Council has a strong commitment to protect and enhance the rich historical fabric of the Shire which forms an important part of the identity of the area.
In August 1979, the Burra Charter was adopted by the Australian National Committee of International Committee of Monuments and Sites. This charter provides guidance for the identification, conservation and management of places with cultural heritage significance.
A heritage place can be a site, area, land, landscape, building(s) or other work, memorials, trees, gardens, parks, places of historical events, urban areas, towns, industrial places, archaeological sites and spiritual and religious places.
Cultural heritage significance means a place with aesthetic, historic, scientific, social or spiritual value for past, present or future generations.

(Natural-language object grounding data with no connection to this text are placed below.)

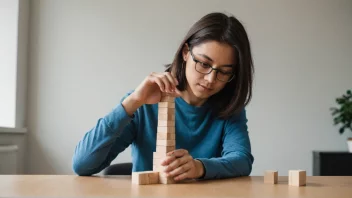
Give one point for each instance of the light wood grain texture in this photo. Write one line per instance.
(166, 116)
(169, 123)
(166, 142)
(166, 180)
(164, 149)
(270, 177)
(166, 104)
(163, 110)
(166, 98)
(297, 177)
(145, 177)
(157, 161)
(163, 129)
(120, 186)
(166, 136)
(158, 155)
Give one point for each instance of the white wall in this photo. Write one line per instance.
(8, 61)
(85, 55)
(14, 19)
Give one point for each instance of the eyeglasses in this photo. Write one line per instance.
(204, 68)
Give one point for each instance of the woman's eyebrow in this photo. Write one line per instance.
(207, 57)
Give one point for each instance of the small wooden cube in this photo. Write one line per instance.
(166, 123)
(145, 177)
(271, 177)
(164, 149)
(166, 142)
(166, 104)
(166, 136)
(166, 116)
(166, 98)
(164, 110)
(166, 180)
(164, 129)
(157, 161)
(297, 177)
(158, 168)
(158, 155)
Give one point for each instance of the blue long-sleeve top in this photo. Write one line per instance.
(223, 146)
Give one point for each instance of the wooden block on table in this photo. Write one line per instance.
(165, 129)
(166, 136)
(297, 177)
(158, 168)
(166, 180)
(145, 177)
(271, 177)
(166, 142)
(157, 155)
(166, 98)
(166, 104)
(157, 161)
(164, 149)
(166, 123)
(166, 116)
(164, 110)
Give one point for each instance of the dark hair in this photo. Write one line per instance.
(225, 29)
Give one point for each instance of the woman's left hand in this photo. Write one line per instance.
(180, 165)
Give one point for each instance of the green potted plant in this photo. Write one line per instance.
(343, 115)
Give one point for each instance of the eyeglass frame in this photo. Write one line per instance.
(212, 68)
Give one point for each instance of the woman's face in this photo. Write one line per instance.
(220, 56)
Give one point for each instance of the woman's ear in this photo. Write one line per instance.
(185, 51)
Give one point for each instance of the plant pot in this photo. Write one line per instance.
(349, 143)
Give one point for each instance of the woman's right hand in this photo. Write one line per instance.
(152, 87)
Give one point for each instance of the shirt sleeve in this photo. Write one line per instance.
(111, 135)
(236, 158)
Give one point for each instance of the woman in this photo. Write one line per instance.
(211, 78)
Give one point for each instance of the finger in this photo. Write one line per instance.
(172, 80)
(180, 170)
(167, 160)
(166, 82)
(182, 176)
(178, 152)
(178, 162)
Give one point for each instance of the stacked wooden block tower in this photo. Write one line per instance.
(295, 177)
(165, 142)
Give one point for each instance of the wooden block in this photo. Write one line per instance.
(164, 149)
(166, 136)
(164, 110)
(166, 104)
(166, 116)
(167, 98)
(158, 155)
(166, 180)
(166, 142)
(271, 177)
(297, 177)
(158, 168)
(157, 161)
(163, 129)
(166, 123)
(145, 177)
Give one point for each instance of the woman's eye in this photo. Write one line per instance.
(226, 72)
(204, 64)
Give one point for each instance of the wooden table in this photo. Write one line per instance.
(120, 186)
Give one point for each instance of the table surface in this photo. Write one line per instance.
(121, 186)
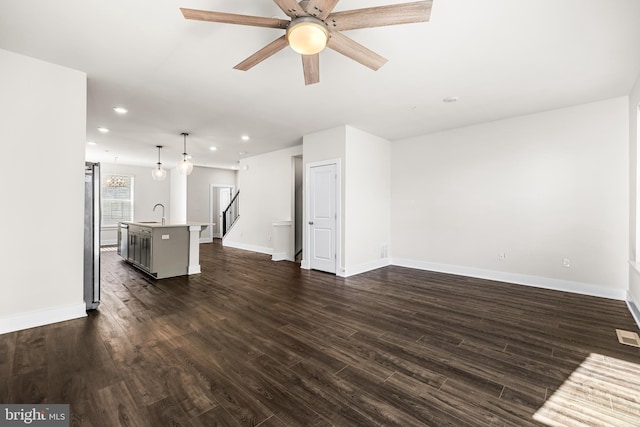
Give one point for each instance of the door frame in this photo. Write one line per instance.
(307, 208)
(213, 216)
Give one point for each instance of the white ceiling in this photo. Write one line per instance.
(500, 57)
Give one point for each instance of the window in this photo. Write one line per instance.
(117, 199)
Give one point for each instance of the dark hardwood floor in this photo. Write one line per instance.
(254, 342)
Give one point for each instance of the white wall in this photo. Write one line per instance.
(265, 183)
(146, 193)
(538, 188)
(177, 196)
(199, 193)
(367, 195)
(43, 110)
(634, 269)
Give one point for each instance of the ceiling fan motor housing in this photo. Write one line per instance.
(307, 35)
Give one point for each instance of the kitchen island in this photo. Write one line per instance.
(161, 250)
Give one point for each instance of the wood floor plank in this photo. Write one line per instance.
(252, 342)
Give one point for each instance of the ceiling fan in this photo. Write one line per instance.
(313, 27)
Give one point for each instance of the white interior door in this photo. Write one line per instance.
(322, 218)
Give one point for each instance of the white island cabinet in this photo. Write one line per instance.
(161, 250)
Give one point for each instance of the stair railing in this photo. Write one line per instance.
(231, 214)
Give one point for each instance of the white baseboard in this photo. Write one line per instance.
(37, 318)
(247, 247)
(363, 268)
(633, 308)
(519, 279)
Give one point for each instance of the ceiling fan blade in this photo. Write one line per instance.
(320, 8)
(354, 50)
(271, 49)
(232, 18)
(290, 7)
(311, 68)
(380, 16)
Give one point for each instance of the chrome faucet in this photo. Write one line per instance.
(162, 206)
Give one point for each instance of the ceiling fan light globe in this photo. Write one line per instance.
(307, 37)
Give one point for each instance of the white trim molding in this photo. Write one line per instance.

All municipalities contain heritage places. Local councils have a role to play in identifying and protecting places of heritage significance. Most local heritage places are identified through a municipal heritage study, carried out by an experienced heritage consultant.
During the initial stages of the study, the community and local historical societies are encouraged to nominate sites and places of potential heritage significance. A nominated place then undergoes a heritage assessment to determine if it is of local or State significance and therefore warrants statutory heritage protection.
The Heritage Council of Victoria has created an enlarged, interactive online version of its 2007 "What house is that?" booklet, featuring interviews with architects, historians and residents, and a social history of Victoria's housing and the development of our suburbs.
Heritage assessments are carried out by qualified and experienced professionals in accordance with the principles of the Burra Charter.
Assessment reports (citations) include a statement of significance that identifies the "what, how and why" of heritage protection.
In the Indigo Planning Scheme, local heritage places are protected through the Heritage Overlay, which requires a planning permit to alter a heritage place.
Importantly, the Heritage Overlay does not preclude development; it simply makes sure that any new works do not adversely affect the heritage significance of the place.